Il les avait formés autant qu’il le pouvait, et il ne doutait pas qu’ils sauraient se débrouiller. Avec le temps, il avait dû reconnaître à ses cadets un instinct de survie de l’ordre des valeurs aberrantes dans les tableaux de probabilité. Pourtant, Théorian s’énervait à devoir attendre ici, impuissant. Il ne pouvait qu’attendre. Attendre la prochaine secousse, le prochain geyser de scories, et leur retour.

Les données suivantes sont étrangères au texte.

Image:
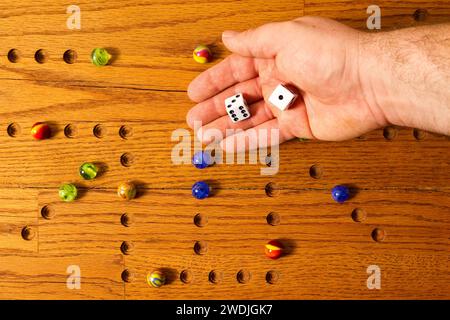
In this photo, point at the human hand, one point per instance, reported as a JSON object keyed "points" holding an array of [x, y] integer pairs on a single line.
{"points": [[321, 57]]}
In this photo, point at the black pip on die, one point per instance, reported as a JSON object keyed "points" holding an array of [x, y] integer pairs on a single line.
{"points": [[282, 97], [237, 108]]}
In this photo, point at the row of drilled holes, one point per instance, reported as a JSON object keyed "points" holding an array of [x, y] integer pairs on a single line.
{"points": [[41, 56], [390, 133], [215, 276], [200, 220], [70, 56], [71, 131]]}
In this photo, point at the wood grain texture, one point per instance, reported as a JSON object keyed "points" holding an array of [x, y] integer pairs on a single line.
{"points": [[402, 185], [394, 14]]}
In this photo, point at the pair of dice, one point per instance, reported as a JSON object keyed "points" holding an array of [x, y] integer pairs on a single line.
{"points": [[237, 108]]}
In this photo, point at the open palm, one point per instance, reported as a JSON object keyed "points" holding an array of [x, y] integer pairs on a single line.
{"points": [[318, 56]]}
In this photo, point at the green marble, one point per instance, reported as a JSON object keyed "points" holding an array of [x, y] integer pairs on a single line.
{"points": [[100, 57], [88, 171], [68, 192]]}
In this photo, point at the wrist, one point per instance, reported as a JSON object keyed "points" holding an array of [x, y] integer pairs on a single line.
{"points": [[404, 84]]}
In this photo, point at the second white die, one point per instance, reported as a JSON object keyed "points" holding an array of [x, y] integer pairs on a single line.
{"points": [[237, 108], [282, 97]]}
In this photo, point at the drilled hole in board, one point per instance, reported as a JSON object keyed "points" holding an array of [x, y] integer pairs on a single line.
{"points": [[200, 247], [273, 218], [186, 276], [70, 56], [47, 212], [378, 235], [420, 14], [200, 220], [28, 233], [316, 171], [125, 132], [99, 131], [71, 131], [272, 189], [127, 219], [243, 276], [41, 56], [272, 277], [14, 55], [390, 133], [359, 215], [215, 276], [127, 275], [13, 130], [419, 134], [127, 247], [127, 160], [268, 160]]}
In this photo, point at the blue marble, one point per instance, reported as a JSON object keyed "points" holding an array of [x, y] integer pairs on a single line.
{"points": [[202, 159], [340, 193], [200, 190]]}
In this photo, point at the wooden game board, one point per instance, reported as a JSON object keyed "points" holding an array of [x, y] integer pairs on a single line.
{"points": [[401, 176]]}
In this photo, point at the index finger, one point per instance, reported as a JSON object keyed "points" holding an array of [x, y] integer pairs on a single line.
{"points": [[232, 70]]}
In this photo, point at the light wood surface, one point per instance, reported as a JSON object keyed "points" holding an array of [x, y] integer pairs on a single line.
{"points": [[402, 185]]}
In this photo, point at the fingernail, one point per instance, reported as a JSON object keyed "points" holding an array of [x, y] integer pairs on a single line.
{"points": [[229, 34]]}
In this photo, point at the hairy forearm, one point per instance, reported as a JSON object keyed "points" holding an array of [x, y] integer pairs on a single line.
{"points": [[407, 76]]}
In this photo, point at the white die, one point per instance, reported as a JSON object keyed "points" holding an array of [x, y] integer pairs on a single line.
{"points": [[237, 108], [282, 97]]}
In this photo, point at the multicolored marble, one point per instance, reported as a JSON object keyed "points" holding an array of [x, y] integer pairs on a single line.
{"points": [[274, 249], [68, 192], [202, 54], [202, 159], [126, 191], [340, 193], [156, 279], [201, 190], [41, 131], [88, 171], [100, 57]]}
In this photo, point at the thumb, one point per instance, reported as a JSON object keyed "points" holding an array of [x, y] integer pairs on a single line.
{"points": [[263, 42]]}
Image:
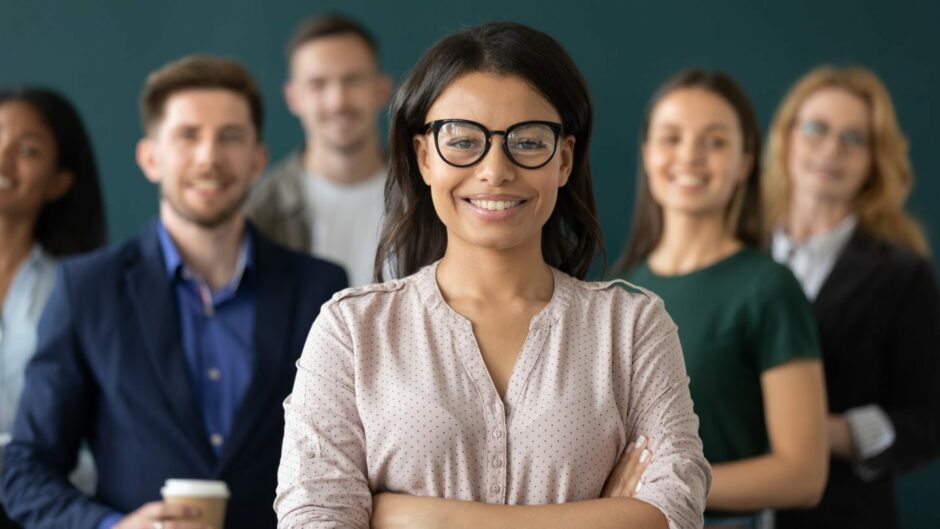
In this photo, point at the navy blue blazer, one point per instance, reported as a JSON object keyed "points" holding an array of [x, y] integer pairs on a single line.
{"points": [[110, 369]]}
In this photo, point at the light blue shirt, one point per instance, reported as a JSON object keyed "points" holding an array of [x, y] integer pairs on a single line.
{"points": [[19, 319]]}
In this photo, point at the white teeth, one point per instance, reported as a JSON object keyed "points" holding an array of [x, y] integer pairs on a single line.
{"points": [[207, 185], [690, 180], [495, 205]]}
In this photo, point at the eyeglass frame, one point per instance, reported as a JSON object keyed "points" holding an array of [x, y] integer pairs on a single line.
{"points": [[802, 127], [435, 126]]}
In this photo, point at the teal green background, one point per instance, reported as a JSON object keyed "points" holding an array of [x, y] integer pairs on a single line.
{"points": [[99, 53]]}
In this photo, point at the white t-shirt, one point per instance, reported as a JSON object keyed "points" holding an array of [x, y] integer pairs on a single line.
{"points": [[346, 220]]}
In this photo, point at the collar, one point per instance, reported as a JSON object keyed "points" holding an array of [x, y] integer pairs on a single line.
{"points": [[175, 267], [830, 242]]}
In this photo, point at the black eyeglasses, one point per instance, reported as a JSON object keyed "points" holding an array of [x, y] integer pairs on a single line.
{"points": [[462, 143]]}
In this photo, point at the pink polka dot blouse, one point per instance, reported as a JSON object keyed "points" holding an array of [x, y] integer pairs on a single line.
{"points": [[392, 395]]}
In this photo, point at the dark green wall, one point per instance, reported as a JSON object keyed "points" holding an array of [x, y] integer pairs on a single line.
{"points": [[99, 53]]}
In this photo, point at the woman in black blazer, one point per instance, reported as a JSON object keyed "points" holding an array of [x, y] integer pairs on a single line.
{"points": [[835, 183]]}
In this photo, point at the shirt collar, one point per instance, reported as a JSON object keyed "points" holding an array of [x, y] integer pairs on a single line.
{"points": [[175, 267], [830, 242]]}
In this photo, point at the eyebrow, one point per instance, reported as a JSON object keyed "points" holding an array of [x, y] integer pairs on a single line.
{"points": [[710, 127], [35, 134]]}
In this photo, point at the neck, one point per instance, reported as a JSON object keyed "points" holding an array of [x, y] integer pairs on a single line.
{"points": [[810, 216], [342, 167], [16, 240], [495, 276], [211, 253], [690, 243]]}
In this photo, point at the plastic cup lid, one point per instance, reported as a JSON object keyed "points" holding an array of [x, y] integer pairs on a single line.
{"points": [[195, 488]]}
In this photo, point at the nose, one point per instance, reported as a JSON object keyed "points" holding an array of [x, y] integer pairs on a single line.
{"points": [[337, 96], [7, 156], [207, 153], [831, 144], [691, 151], [495, 168]]}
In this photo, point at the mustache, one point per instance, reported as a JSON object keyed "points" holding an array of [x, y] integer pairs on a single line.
{"points": [[343, 113]]}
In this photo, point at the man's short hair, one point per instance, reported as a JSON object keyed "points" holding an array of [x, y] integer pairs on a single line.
{"points": [[196, 72], [329, 25]]}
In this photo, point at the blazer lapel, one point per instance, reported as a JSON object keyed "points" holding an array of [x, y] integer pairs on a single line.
{"points": [[156, 314], [275, 293]]}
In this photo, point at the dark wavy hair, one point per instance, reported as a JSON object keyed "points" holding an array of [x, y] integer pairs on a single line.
{"points": [[744, 211], [413, 236], [75, 222]]}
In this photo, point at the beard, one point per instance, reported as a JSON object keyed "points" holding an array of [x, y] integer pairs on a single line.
{"points": [[223, 213], [351, 143]]}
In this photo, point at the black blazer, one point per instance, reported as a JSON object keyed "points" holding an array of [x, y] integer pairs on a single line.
{"points": [[879, 327], [110, 368]]}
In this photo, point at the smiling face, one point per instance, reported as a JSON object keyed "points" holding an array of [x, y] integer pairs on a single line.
{"points": [[336, 91], [204, 154], [829, 153], [694, 153], [493, 204], [29, 175]]}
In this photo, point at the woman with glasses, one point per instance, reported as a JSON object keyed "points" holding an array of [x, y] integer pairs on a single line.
{"points": [[50, 207], [490, 386], [747, 332], [835, 184]]}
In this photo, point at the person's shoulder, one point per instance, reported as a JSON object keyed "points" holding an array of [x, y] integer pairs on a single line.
{"points": [[757, 271], [302, 264], [894, 259], [106, 261], [611, 293]]}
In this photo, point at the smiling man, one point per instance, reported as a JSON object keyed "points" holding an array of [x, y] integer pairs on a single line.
{"points": [[170, 354], [327, 199]]}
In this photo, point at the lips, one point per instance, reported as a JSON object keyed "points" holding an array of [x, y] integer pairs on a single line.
{"points": [[495, 205], [690, 180]]}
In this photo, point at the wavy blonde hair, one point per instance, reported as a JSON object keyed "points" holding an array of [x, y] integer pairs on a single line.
{"points": [[880, 203]]}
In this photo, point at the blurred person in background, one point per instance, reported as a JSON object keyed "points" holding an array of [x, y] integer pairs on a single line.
{"points": [[835, 184], [327, 198], [747, 331], [50, 207]]}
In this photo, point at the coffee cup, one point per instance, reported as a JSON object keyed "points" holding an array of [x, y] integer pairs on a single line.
{"points": [[210, 497]]}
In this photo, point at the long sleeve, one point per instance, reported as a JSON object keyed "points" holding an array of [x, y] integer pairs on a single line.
{"points": [[51, 419], [322, 476], [913, 375], [678, 478]]}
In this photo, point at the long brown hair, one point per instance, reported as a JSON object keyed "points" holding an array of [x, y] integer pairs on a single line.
{"points": [[880, 202], [743, 215], [413, 235]]}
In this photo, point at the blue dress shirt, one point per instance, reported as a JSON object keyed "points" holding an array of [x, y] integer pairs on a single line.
{"points": [[217, 332]]}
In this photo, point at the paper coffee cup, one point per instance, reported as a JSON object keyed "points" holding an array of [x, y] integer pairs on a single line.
{"points": [[209, 497]]}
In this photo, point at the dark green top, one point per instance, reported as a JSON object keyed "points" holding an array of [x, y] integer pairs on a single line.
{"points": [[737, 318]]}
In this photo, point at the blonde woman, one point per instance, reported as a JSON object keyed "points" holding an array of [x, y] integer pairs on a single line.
{"points": [[835, 183], [748, 334]]}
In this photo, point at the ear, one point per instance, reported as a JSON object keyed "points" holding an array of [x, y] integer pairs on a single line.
{"points": [[147, 160], [260, 161], [747, 164], [290, 97], [383, 90], [566, 148], [63, 180], [422, 146]]}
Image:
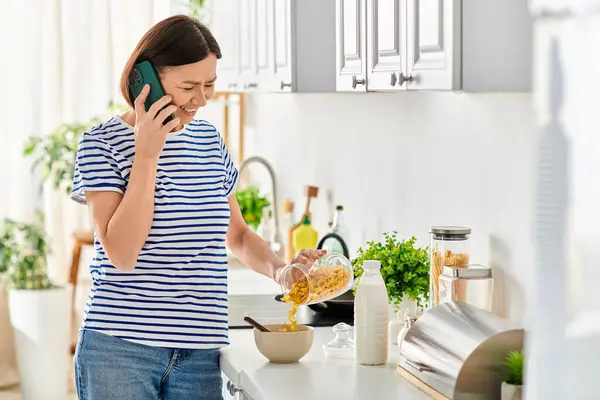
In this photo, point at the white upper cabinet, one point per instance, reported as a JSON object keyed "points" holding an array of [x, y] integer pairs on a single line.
{"points": [[468, 45], [286, 45], [433, 37], [386, 36], [351, 46]]}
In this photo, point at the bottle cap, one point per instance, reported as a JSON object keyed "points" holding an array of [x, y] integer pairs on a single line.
{"points": [[371, 264]]}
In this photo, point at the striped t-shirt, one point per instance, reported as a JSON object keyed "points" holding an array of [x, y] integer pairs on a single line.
{"points": [[176, 296]]}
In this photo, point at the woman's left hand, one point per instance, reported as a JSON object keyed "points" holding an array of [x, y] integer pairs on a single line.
{"points": [[304, 257]]}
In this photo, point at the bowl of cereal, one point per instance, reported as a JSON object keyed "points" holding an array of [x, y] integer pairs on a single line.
{"points": [[282, 345]]}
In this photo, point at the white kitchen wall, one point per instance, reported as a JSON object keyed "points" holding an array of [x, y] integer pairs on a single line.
{"points": [[406, 161]]}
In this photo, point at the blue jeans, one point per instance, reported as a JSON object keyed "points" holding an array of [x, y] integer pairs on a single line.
{"points": [[107, 367]]}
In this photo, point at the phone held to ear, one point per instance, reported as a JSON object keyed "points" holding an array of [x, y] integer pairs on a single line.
{"points": [[144, 73]]}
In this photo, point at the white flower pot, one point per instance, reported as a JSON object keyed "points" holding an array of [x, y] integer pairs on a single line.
{"points": [[511, 392], [41, 321]]}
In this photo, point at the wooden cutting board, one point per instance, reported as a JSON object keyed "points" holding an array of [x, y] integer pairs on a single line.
{"points": [[422, 386]]}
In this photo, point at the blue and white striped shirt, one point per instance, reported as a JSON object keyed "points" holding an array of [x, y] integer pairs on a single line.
{"points": [[176, 296]]}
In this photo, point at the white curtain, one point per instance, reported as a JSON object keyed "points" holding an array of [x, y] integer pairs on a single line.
{"points": [[61, 61], [66, 58]]}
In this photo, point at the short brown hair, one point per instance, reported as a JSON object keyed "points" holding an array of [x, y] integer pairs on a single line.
{"points": [[177, 40]]}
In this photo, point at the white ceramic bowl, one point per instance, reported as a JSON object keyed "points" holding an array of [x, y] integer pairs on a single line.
{"points": [[284, 347]]}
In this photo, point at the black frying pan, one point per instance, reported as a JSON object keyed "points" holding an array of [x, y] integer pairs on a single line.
{"points": [[341, 305]]}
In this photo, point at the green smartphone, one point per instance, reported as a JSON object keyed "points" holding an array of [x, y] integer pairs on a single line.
{"points": [[144, 73]]}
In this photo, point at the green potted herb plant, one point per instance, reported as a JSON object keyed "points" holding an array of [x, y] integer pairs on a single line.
{"points": [[405, 271], [39, 311], [512, 386], [252, 205], [404, 268]]}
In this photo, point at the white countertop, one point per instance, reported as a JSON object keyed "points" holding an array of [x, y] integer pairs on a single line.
{"points": [[314, 377]]}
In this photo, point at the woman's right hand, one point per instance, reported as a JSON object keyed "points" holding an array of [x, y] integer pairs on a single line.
{"points": [[150, 133]]}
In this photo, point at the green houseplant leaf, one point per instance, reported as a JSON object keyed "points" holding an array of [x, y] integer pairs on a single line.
{"points": [[54, 155], [404, 267], [515, 361], [252, 205], [23, 251]]}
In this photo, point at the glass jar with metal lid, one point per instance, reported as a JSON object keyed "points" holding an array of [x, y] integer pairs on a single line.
{"points": [[449, 246], [472, 284]]}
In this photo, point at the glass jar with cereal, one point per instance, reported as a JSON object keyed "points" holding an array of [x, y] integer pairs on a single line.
{"points": [[450, 246], [325, 279]]}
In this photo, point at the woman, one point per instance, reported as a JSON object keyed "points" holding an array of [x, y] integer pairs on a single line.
{"points": [[162, 204]]}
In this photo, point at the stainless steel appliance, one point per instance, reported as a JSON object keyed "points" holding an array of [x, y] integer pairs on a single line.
{"points": [[459, 350]]}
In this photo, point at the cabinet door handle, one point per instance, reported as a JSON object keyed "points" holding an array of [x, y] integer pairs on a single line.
{"points": [[403, 78], [356, 81]]}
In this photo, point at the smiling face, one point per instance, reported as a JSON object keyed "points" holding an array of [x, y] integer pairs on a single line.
{"points": [[190, 85]]}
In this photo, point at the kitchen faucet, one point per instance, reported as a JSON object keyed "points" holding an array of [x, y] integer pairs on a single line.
{"points": [[277, 245]]}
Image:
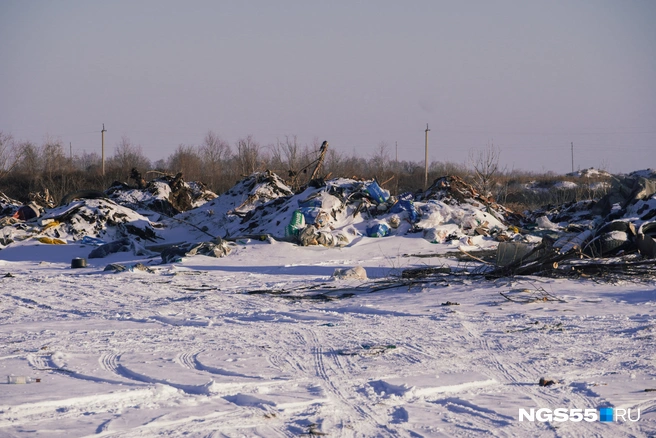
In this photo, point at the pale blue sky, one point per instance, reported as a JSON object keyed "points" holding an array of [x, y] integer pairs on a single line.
{"points": [[529, 76]]}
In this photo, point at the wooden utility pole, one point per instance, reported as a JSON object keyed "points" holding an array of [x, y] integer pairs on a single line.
{"points": [[426, 161], [103, 148], [322, 155], [572, 157]]}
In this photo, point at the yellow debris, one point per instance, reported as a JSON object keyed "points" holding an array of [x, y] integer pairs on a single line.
{"points": [[50, 225]]}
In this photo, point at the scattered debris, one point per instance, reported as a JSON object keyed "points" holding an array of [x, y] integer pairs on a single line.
{"points": [[526, 296], [367, 350], [546, 382], [217, 248], [355, 273]]}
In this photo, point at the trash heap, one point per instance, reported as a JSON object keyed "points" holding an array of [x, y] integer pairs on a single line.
{"points": [[167, 195], [336, 212], [8, 206], [615, 234]]}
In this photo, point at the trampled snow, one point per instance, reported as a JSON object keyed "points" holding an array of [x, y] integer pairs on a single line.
{"points": [[187, 350], [268, 341]]}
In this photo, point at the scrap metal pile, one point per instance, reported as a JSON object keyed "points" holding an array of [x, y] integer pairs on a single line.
{"points": [[614, 234]]}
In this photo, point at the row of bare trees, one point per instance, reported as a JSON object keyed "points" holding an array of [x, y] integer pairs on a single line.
{"points": [[26, 167]]}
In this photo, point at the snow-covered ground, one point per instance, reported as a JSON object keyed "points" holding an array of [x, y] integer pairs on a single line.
{"points": [[199, 349]]}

Sa jambe le tiraillait de nouveau. Théorian claqua des doigts à l’adresse du serviteur qui devina son désir sans qu’il n’eût à prononcer un mot. Il vida le verre de bourbon offert d’une traite. La chaleur de l’alcool lui dénoua la gorge et apaisa quelque peu ses muscles crispés.

— Monsieur Cambol, monsieur Cambol ! Ça y est, nous l’avons trouvé.

Il se retourna à son nom. Un jeune militaire rouge d’avoir couru venait de faire son entrée sous la tonnelle, serrant un épais livre sous son bras. Le messager salua son supérieur d’un claquement de talons, puis se dirigea vers Théorian et lui tendit le carnet.

Enfin, soupira Théorian, ils ont su retrouver les notes de Bernelier.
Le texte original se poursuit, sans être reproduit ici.